Carter studied the social lives of vampire bats with Simon Ripperger. He works at the Museum of Natural History in Berlin, Germany. The team built on past research. By outfitting the animals with “backpacks,” they uncovered a bat colony’s social network. Carter and Ripperger glued tiny sensors to 50 female bats in Tolé, Panama. Those backpacks were sensors that allowed the scientists to track how close each bat was to the others. This revealed which bats met up while hunting. 

Two common vampire bats feed on a cow near La Chorrera, Panama. It can take 10 to 40 minutes for a bat to bite a small, diamond-shaped wound into an animal’s flesh, and fights can sometimes break out over access to wounds. But bats who are friendly back at the roost likely feed together in the field, researchers now find. This cooperation could save the bats time and energy.

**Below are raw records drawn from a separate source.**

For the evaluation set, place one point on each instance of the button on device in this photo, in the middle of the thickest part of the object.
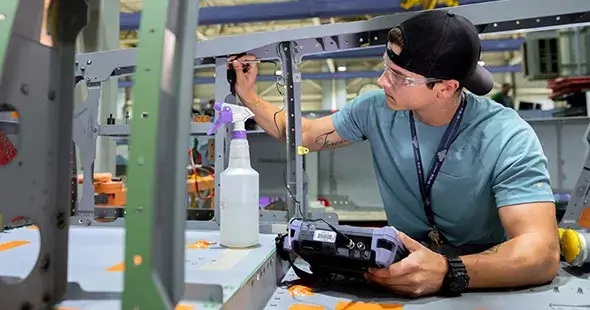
(360, 246)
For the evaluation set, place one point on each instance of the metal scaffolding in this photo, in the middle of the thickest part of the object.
(155, 213)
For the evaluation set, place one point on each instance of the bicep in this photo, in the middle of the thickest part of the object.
(530, 218)
(319, 134)
(522, 187)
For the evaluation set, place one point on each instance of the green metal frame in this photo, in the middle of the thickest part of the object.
(7, 14)
(163, 91)
(140, 288)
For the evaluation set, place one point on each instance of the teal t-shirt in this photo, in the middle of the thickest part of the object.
(495, 161)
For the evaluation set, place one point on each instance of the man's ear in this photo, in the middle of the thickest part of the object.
(447, 89)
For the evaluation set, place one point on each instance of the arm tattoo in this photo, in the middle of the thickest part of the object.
(324, 143)
(492, 250)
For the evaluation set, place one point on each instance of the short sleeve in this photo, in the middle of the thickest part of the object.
(352, 121)
(521, 174)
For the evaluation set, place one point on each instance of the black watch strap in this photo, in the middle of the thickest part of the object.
(456, 280)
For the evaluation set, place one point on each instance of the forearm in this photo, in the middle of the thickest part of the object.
(269, 117)
(523, 260)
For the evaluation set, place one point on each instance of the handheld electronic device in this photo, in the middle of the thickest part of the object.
(338, 250)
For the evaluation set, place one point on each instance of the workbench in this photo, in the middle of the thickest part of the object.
(216, 277)
(220, 278)
(569, 291)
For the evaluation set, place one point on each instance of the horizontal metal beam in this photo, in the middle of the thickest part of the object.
(492, 45)
(291, 10)
(333, 76)
(489, 17)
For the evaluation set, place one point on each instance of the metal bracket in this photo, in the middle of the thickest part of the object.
(36, 184)
(85, 135)
(297, 199)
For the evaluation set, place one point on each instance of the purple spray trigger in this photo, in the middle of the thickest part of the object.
(225, 116)
(217, 106)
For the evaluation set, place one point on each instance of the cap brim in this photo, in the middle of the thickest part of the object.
(481, 82)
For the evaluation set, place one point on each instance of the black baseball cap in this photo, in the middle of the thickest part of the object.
(443, 45)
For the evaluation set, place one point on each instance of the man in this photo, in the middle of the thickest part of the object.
(502, 97)
(493, 188)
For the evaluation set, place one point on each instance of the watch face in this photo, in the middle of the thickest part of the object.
(459, 283)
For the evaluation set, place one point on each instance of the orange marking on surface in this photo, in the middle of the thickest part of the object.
(584, 220)
(300, 290)
(201, 244)
(306, 307)
(351, 305)
(12, 244)
(116, 268)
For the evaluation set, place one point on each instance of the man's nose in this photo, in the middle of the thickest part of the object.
(383, 81)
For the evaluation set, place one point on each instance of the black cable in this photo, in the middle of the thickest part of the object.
(279, 82)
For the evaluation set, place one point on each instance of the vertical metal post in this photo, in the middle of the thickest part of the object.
(7, 16)
(156, 209)
(579, 197)
(42, 165)
(297, 199)
(222, 136)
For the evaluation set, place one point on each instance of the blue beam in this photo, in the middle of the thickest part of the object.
(290, 10)
(332, 76)
(493, 45)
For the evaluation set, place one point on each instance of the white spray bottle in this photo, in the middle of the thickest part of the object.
(239, 183)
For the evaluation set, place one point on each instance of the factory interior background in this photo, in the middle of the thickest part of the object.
(530, 63)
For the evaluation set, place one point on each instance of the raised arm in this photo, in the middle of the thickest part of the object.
(317, 134)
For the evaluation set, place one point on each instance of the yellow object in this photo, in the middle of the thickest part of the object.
(427, 4)
(560, 232)
(571, 245)
(302, 150)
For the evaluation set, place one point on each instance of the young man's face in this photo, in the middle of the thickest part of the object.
(404, 90)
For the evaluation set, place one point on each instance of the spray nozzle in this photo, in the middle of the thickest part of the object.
(230, 113)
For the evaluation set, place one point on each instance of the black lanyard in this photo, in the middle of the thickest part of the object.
(439, 158)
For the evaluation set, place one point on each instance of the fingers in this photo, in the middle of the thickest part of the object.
(242, 58)
(410, 244)
(243, 70)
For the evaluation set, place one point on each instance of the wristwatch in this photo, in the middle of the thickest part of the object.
(456, 280)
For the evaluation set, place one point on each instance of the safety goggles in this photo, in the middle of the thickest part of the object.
(399, 79)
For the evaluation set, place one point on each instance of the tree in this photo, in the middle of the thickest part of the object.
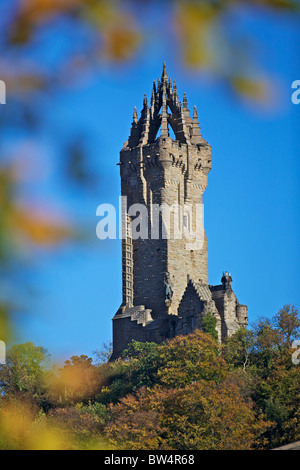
(287, 324)
(200, 416)
(24, 371)
(186, 359)
(78, 381)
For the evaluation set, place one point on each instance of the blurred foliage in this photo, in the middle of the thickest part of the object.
(90, 34)
(189, 393)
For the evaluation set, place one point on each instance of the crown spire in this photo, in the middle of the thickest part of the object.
(162, 111)
(164, 75)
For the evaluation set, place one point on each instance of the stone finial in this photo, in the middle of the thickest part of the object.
(226, 280)
(135, 115)
(164, 76)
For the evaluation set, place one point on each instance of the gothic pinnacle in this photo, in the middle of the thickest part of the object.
(145, 100)
(164, 73)
(135, 115)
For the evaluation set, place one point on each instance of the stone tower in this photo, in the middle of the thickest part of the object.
(164, 245)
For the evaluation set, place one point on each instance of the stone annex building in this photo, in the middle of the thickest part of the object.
(165, 285)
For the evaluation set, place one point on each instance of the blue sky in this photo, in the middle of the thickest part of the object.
(251, 202)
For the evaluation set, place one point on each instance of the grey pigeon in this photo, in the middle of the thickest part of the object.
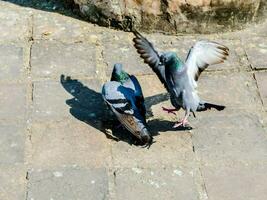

Bat buds rarely left home together. It seems the bats don’t go on tightly coordinated hunts, Carter concludes. But bonded bats were more likely than strangers to meet up in the field and feed together. Meetings between friends also lasted longer, on average, than other encounters. That was especially true for bats with many roost buddies.

“These are more or less haphazard encounters,” Carter says. He suspects that the bats mostly forage alone. But when bats meet a friend drinking blood from a cow, for instance, they’ll feed together instead of fighting or flying off to find other food. Biting a new wound can take 10 to 40 minutes, Carter says. Sharing with a friend could save these bloodthirsty bats time and energy.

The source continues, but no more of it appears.